So I recently had a visit with my doctor, a really great and patient guy, but he always wants to talk about my depression and anxiety. I guess it is his job to care, and I appreciate that, but he wants me to start taking meds, which I am reluctant to do so. He thinks it will help calm me down a bit so I can start making friends. He wants to see me with a friend or two by our next appointment.
The thing is, I have social anxiety, and I am very awkward and quiet around people, especially when I first meet them. My doctor says this is common with trans people, but I've only ever met one other trans guy with social anxiety. We tried being friends, but he only communicates through email, and I have a bad habit of neglecting my email. Similarly, the only way to get a hold of me is through text, and he doesn't own a phone. He canceled our last attempt to hang out, using his aunt coming to town as an excuse, and I admit I was a bit relieved. We haven't spoken since.
I am 34, and as I get older, the anxiety only gets worse. It is not so disabling that I can't work. Though interacting with coworkers and customers especially can be challenging. I have a tendency to run and hide when managers show up. And I rarely show up on this forum because I think what I write is stupid. I try sometimes, but then I scare myself away.
I just recently broke up with my boyfriend, a relationship that shouldn't have lasted as long as it did, 12 years, but both of us sort of felt there would be no one else. Now I feel I am doomed to be alone forever. My ex thought my anxiety was stupid. I heard that a lot when my nerves betrayed me. I was just being stupid. He wasn't the most supportive guy. I spent most of our relationship hiding my feelings and opinions from him for fear of ridicule. And if he didn't put me down for it, he would just ignore it.
The worst part is that my sister and her boyfriend just moved to Alaska. Her boyfriend was my best friend, but he doesn't really talk to me anymore. He responds to my texts, but it's all superficial, and he never puts fourth any effort to stay in touch. I suspect he just grew tired of my problems with my ex. Neither he nor my sister could tolerate my ex, and for good reason. And I guess they couldn't understand why I was so reluctant to leave him even though I mentally checked out of the relationship a long time ago. My sister and I still talk, but like my doctor said, she comes with the package.

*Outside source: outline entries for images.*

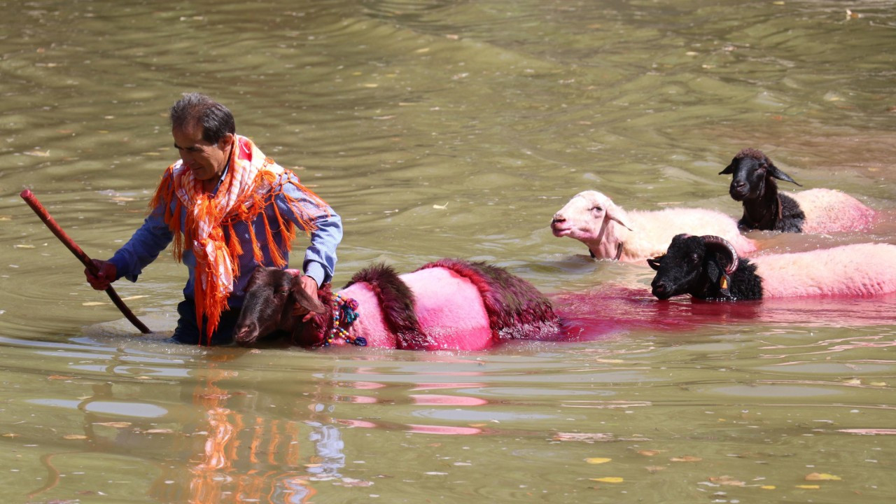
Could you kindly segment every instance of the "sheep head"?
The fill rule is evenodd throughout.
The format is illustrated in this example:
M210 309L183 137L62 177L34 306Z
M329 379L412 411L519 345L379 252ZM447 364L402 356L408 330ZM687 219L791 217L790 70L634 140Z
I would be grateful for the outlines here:
M665 255L647 264L657 272L650 290L659 300L679 294L729 297L729 275L737 269L738 259L734 246L723 238L679 234Z
M796 180L778 169L770 160L756 149L744 149L731 160L731 163L719 175L731 175L728 194L735 201L759 199L765 194L767 184L774 184L771 178L793 182Z
M237 343L250 345L278 329L292 331L309 311L324 313L326 308L302 289L299 276L288 270L257 266L246 283L234 329Z
M554 214L551 230L556 237L578 239L587 245L596 257L603 259L616 253L615 248L609 255L599 253L601 242L606 241L607 227L610 222L615 222L631 230L625 219L625 213L602 193L582 191Z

As for her boyfriend, he started his transition almost two years ago, and he really grew up and took on a lot of confidence. A stark difference from the shy kid I met 8 years ago who thought I was the big overprotective brother type. How did he even do that?

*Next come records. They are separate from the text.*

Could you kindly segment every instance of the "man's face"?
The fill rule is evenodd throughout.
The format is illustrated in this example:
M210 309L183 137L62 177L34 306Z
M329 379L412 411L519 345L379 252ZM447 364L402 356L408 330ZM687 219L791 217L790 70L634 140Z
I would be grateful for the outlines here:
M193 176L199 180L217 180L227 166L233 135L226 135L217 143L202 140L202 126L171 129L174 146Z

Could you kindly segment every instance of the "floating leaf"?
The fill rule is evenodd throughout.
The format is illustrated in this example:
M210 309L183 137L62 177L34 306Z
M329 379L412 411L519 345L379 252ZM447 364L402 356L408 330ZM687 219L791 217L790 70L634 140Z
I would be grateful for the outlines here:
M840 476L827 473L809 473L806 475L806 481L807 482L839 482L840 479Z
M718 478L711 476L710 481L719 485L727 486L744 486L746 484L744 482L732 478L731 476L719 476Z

Now I find myself sitting here wondering how I begin to make friends. I've tried to make plans with coworkers, but I always back out. Yeah, I'm that person. It just gets too hard. Suddenly these people, who have very real lives, are learning just how dull and painfully awkward I really am. I only get along with other introverts. Everyone else is offensive and pushy.
Nowadays, I sit at home with my cats, write stories I wish I was brave enough to publish, and I play video games. I work at a job I hate as a primal instinct to survive our modern society, too consumed by fear to venture towards something new.
If any of you have suggestions or similar experiences. Please share.